FAQ

What are Helmsman's hardware requirements?

Helmsman has no specific hardware dependencies. We recommend ~2GB of free disk space if storing the demo data.

What type of sequencing data can Helmsman analyze?

Helmsman's core functionality, the NMF-based or PCA-based mutation signature analysis, can be used to rapidly evaluate mutation patterns present in any collection of sequencing data, and offers an extremely efficient and almost entirely automated (albeit slightly less flexible) alternative to the functions provided by the SomaticSignatures R package:

Gehring JS, Fischer B, Lawrence M, Huber W. SomaticSignatures: inferring mutational signatures from single-nucleotide variants. Bioinformatics. 2015;31(22):3673-3675. doi:10.1093/bioinformatics/btv408.

Although we have only tested Helmsman with human data, it should be fully capable of analyzing NGS data from any other organism.

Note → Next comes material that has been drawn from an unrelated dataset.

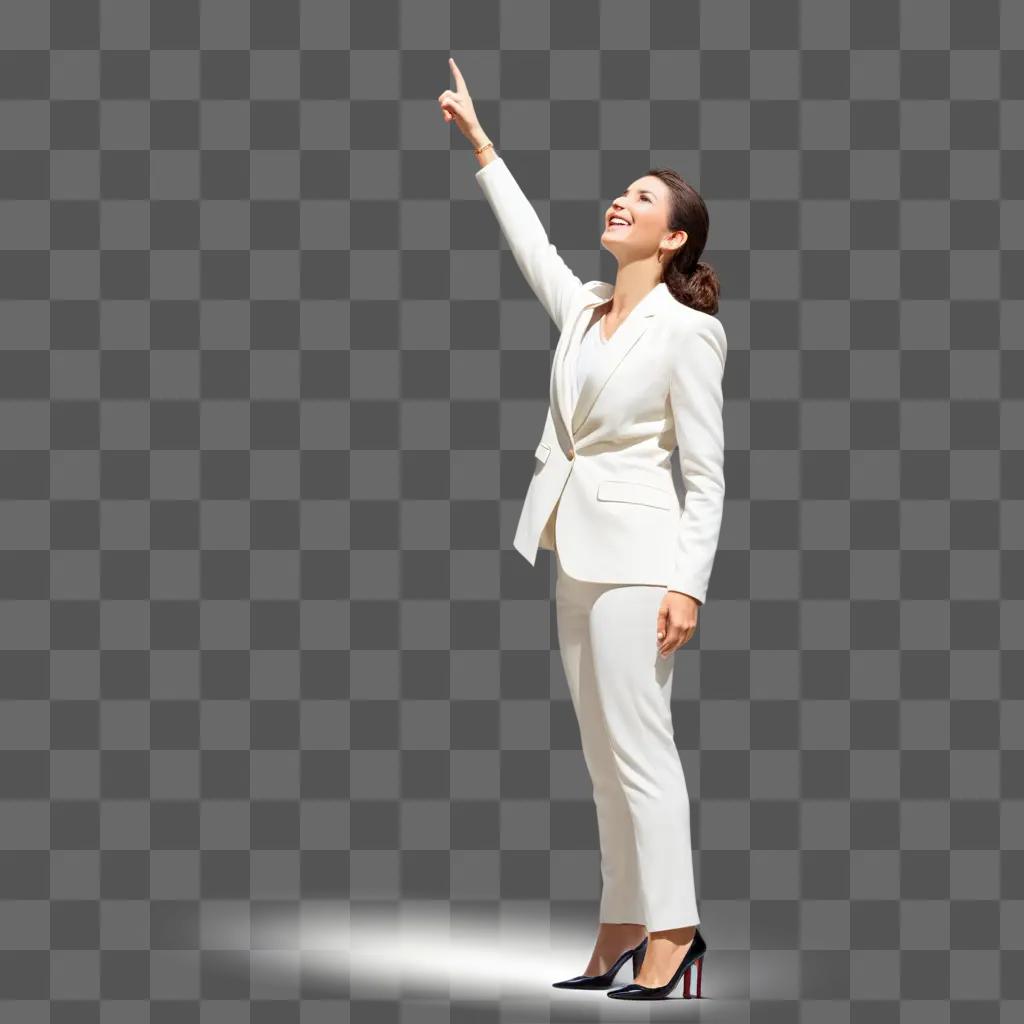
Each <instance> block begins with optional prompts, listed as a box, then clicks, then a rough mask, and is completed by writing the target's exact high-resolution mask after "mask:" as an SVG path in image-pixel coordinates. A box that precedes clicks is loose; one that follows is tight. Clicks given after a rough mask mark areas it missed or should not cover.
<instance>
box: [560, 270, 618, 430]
mask: <svg viewBox="0 0 1024 1024" xmlns="http://www.w3.org/2000/svg"><path fill="white" fill-rule="evenodd" d="M585 290H586V293H585V298H584V303H583V305H582V306H581V307H580V308H579V309H578V310H577V311H575V312H574V313H573V314H572V319H571V323H570V324H569V328H568V330H567V331H566V332H565V333H564V335H563V336H562V342H561V343H560V344H559V345H558V347H557V348H556V349H555V356H554V361H553V366H552V368H551V381H550V383H549V389H548V402H549V404H550V406H551V410H552V412H553V413H554V415H555V419H556V420H558V421H560V422H561V425H562V429H563V430H564V431H565V434H566V435H567V437H568V438H569V441H570V443H571V439H572V431H571V430H570V429H569V416H570V414H571V412H572V411H571V409H570V407H569V395H571V393H572V392H571V390H570V389H569V380H568V378H567V371H566V355H567V353H568V352H569V351H574V350H575V346H577V345H578V344H579V343H580V339H581V338H582V337H583V334H584V332H585V330H586V328H587V325H588V324H589V323H590V316H591V312H592V311H593V309H594V307H595V306H599V305H600V304H601V303H602V302H607V301H608V299H610V298H611V295H612V293H613V291H614V286H612V285H608V284H606V283H605V282H603V281H596V282H593V283H590V284H588V285H586V286H585Z"/></svg>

Helmsman is not reading my input VCF

Helmsman uses the cyvcf2 wrapper for htslib libraries for parsing VCFs. If the input VCF is not formatted properly, htslib will often throw an error/warning or stop completely. If you encounter any issues with reading in a VCF file, first confirm that it is properly formatted. vcf-validator is a useful utility for this. You can also try indexing the VCF with tabix -p input.vcf.gz and running a simple bcftools command, such as bcftools view input.vcf.gz. Also check that your VCF contains singleton SNVs, individual genotypes are included, and that the FILTER column contains "PASS" values.

Why am I getting errors about the reference genome?

To build the input matrix of subtype counts, Helmsman must annotate each site with the surrounding sequence context, using a user-specified reference genome file.

The libraries for parsing fasta files require that the chromosome records in your fasta reference file are formatted identically to the CHROM field of your VCF (e.g., if the fasta header is formatted as >chrN but the VCF CHROM field is just N). If you encounter any errors, try modifying the the fasta file to either strip or add "chr" to each record.